La palabra zorra, si la analizamos bien, tiene varias connotaciones: puede ser una mujer a la que se le otorga la virtud de la astucia, de la rapidez, de la suerte para escapar de toda clase de depredadores. Incluso se le puede otorgar el don de la belleza.
Hasta aquí todo bien. Son virtudes de las que nos podemos vanagloriar. Pero, ¿qué pasa si la definición de zorra, es la que la sociedad ha decidido otorgar a las mujeres que son arpías, que te atacan por la espalda, que te traicionan y que se rodean de machos para sentirse poderosas? Pues que el nombre que aparece en esa definición es el de mi ex jefa, Laura Ortíz, Mendizaval.
Es curioso que cuando a un hombre se le llama zorro, sólo se le otorga la connotación positiva de la palabra. ¿Por qué no tiene connotación negativa para ellos? Siempre me han dado que pensar estas irregularidades sexistas de la lingüística. Pero esto lo dejo para otro momento.
Vuelvo al tema que nos atañe.
Hubo un tiempo en el que navegaba con mi enemiga. Aunque yo no lo sabía por aquel entonces.
El 8 de marzo del 2015 fue la primera vez que entraba en un crucero de lujo. No podía cerrar la boca. Todo lo que veía me fascinaba. Era como estar dentro de una mini ciudad, o en unos grandes almacenes con catorce plantas. Todas ellas llenas de tiendas, restaurantes, casinos, discotecas, piscina. ¡Madre mía!, una piscina con vistas al mar. Era el sueño de cualquier adolescente. Lo que no sabía en ese momento era que nunca la iba a poder utilizar.

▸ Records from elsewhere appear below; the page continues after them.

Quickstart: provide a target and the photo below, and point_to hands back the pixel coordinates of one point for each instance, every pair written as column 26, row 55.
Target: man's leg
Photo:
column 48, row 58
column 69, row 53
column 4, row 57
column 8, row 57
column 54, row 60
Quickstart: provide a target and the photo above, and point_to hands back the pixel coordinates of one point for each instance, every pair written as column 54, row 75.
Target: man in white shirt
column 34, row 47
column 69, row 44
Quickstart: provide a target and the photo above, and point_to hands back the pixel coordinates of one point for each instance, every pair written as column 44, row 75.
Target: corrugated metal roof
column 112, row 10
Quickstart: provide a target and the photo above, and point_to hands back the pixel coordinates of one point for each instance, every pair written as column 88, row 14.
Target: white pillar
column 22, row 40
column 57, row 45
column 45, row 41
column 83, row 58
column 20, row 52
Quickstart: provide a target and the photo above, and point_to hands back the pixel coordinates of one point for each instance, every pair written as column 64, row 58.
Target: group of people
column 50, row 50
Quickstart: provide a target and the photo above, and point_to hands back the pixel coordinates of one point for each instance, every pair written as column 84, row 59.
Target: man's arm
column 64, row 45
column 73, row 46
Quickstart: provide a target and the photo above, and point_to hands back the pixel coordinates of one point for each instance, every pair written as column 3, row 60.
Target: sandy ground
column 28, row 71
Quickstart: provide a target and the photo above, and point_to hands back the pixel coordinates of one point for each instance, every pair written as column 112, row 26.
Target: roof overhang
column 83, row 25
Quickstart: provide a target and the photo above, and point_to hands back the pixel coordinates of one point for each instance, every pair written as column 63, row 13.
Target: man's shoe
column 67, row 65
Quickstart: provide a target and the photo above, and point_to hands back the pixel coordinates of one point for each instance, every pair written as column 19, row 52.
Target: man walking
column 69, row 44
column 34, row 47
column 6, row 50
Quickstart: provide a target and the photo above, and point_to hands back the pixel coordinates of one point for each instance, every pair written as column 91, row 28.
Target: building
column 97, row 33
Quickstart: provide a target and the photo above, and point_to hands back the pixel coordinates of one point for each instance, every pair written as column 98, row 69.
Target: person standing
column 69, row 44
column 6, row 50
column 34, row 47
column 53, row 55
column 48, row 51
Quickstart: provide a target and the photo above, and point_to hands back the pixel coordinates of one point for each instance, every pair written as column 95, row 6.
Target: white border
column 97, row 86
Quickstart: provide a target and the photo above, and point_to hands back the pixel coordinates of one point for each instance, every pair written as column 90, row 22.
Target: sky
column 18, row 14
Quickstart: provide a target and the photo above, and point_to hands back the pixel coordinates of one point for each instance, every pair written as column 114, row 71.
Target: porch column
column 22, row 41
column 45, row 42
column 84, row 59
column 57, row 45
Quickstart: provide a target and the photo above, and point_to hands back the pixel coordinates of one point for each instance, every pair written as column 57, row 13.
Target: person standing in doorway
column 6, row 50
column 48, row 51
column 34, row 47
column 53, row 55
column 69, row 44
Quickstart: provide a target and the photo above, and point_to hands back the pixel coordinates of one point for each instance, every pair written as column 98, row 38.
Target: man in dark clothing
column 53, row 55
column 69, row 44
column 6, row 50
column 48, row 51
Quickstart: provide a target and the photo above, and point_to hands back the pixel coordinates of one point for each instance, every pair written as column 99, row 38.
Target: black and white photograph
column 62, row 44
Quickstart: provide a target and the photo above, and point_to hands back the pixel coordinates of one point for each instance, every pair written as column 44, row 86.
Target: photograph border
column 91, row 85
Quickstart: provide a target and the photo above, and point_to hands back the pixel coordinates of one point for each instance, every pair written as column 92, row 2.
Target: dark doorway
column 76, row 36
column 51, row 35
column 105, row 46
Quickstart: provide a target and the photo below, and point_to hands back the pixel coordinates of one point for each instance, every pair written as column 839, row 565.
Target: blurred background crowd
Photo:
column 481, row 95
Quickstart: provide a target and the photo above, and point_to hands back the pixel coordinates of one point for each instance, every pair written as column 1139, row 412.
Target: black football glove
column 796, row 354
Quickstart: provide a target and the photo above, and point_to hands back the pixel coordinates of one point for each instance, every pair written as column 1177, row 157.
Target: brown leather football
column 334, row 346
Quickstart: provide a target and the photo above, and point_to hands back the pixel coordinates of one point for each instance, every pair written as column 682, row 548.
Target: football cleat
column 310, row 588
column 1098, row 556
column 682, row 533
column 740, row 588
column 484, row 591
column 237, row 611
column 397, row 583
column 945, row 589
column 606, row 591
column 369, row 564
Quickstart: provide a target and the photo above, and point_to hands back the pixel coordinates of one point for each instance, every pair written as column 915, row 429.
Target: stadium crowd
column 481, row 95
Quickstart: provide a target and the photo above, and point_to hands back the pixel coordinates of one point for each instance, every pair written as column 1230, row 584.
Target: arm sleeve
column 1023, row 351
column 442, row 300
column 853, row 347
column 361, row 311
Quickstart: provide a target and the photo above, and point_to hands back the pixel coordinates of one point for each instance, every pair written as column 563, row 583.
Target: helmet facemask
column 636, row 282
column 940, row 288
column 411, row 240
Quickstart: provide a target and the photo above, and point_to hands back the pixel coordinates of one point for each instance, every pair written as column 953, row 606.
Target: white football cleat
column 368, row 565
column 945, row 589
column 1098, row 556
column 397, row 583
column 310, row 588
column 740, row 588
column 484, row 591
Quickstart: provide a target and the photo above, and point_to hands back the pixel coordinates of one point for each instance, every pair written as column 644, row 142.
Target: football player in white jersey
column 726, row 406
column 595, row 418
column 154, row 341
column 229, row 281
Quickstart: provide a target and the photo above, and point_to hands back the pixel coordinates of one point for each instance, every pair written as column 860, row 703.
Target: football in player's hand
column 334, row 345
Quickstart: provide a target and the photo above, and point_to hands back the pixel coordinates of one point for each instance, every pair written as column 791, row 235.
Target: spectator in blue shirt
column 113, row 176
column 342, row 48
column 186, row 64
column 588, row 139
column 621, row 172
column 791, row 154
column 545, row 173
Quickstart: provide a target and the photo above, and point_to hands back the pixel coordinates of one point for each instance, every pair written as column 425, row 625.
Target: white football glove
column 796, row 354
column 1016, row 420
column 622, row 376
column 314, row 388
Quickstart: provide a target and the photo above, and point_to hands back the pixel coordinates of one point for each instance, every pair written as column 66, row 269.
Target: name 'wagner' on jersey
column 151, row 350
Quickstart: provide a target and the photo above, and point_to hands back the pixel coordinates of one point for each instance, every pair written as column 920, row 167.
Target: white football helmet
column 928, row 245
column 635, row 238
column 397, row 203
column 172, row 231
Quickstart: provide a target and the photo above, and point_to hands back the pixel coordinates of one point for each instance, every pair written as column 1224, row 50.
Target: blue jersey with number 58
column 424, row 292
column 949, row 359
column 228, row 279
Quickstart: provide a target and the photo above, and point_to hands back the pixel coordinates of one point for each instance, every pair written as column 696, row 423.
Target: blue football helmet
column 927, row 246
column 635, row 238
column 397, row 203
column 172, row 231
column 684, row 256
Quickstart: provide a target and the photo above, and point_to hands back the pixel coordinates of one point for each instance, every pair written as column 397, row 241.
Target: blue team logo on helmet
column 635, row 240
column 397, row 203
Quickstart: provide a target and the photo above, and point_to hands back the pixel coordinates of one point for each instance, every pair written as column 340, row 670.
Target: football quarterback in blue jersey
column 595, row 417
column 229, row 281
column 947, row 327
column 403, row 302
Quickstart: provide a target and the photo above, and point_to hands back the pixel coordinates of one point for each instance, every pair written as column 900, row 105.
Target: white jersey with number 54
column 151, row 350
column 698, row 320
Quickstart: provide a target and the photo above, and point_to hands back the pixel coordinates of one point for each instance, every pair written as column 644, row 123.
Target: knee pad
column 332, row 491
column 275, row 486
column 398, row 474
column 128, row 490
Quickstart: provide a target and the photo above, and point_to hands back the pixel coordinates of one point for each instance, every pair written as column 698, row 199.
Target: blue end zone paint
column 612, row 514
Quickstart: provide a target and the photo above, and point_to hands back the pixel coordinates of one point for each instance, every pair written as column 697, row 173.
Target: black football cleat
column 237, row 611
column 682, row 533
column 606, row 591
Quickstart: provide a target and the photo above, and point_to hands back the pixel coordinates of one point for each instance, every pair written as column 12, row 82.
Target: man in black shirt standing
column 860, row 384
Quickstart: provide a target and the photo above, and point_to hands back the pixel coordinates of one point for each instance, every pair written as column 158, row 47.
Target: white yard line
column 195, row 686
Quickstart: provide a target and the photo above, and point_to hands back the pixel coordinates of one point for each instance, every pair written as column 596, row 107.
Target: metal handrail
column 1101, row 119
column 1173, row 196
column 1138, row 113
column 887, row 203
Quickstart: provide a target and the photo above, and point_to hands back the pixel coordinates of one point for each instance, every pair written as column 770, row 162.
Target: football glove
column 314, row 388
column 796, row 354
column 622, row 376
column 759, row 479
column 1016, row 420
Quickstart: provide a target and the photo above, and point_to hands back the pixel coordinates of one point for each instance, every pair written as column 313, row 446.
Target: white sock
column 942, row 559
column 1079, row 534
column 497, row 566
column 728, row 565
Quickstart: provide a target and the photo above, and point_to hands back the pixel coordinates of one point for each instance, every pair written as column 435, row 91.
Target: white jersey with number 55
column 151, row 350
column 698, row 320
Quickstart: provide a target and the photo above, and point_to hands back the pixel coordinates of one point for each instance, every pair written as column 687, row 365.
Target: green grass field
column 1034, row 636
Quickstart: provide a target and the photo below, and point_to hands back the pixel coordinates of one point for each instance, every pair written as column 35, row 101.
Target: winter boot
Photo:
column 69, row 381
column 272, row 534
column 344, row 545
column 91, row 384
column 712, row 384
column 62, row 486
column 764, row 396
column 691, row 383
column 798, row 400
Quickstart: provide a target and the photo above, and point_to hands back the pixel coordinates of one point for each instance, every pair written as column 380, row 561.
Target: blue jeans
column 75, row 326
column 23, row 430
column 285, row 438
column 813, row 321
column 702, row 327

Más de una vez, mi amiga Nati y yo, nos sentábamos en los escalones que hay frente al puerto de Barcelona. Desde ahí puedes ver todos los barcos. Nos pillábamos algo de comer y una botella de vino espumoso. Con cada trago soñábamos que nos íbamos de crucero, las dos solas, a recorrer todo el mundo. Nunca hablábamos de la vuelta. Imagino que en nuestros sueños no teníamos planes de volver a la vida real.
Estar dentro de un crucero era como haber materializado mi sueño. Sólo me faltaba Nati.
-Número 34, de un paso al frente. Preséntese y díganos por qué quiere trabajar en cruceros- Tengo que ser sincera. Estaba nerviosa. Esta señora me imponía tanto como el director de mi universidad.
Nos había reunido a un grupo de 50 bailarines, en el teatro de uno de los barcos en los que íbamos a trabajar. Estábamos todos los que habíamos pasado el casting de baile la semana anterior. No puedo decir que fuera de los casting más difíciles a los que me había enfrentado, pero no iba muy confiada. Los compañeros que se presentaban eran auténticos profesionales. De los que se te cae el alma al suelo cuando los ves deslizarse por el aire, como auténticos cisnes.
Tragué saliva. Me mordí la punta de la lengua para que no se me secara la boca y di un paso al frente, delante de todos mis compañeros.
-Hola. Me llamo Rosalía Lucas. Tengo 24 años y me gustaría trabajar en los cruceros como bailarina porque mi pasión es bailar y viajar- había conseguido decir toda la frase sin tartamudear.
– Espero que no piense que esto van a ser unas vacaciones pagadas, querida. Aquí va usted a trabajar muy duro. Se lo puedo asegurar.
En ese momento pude sentir como mi cuerpo empezaba a quedarse paralizado y como la sangre se me bajaba a los pies. No sé qué me dio más miedo, si la voz autoritaria de la que iba a ser mi jefa de cuerpo de baile, o la claustrofobia de no poder echar a correr si las cosas se ponían feas.
Con este pensamiento forcé una tímida y temblorosa sonrisa. Un simulacro de sonrisa, que no hubiera hecho si hubiera sabido lo que se me venía encima.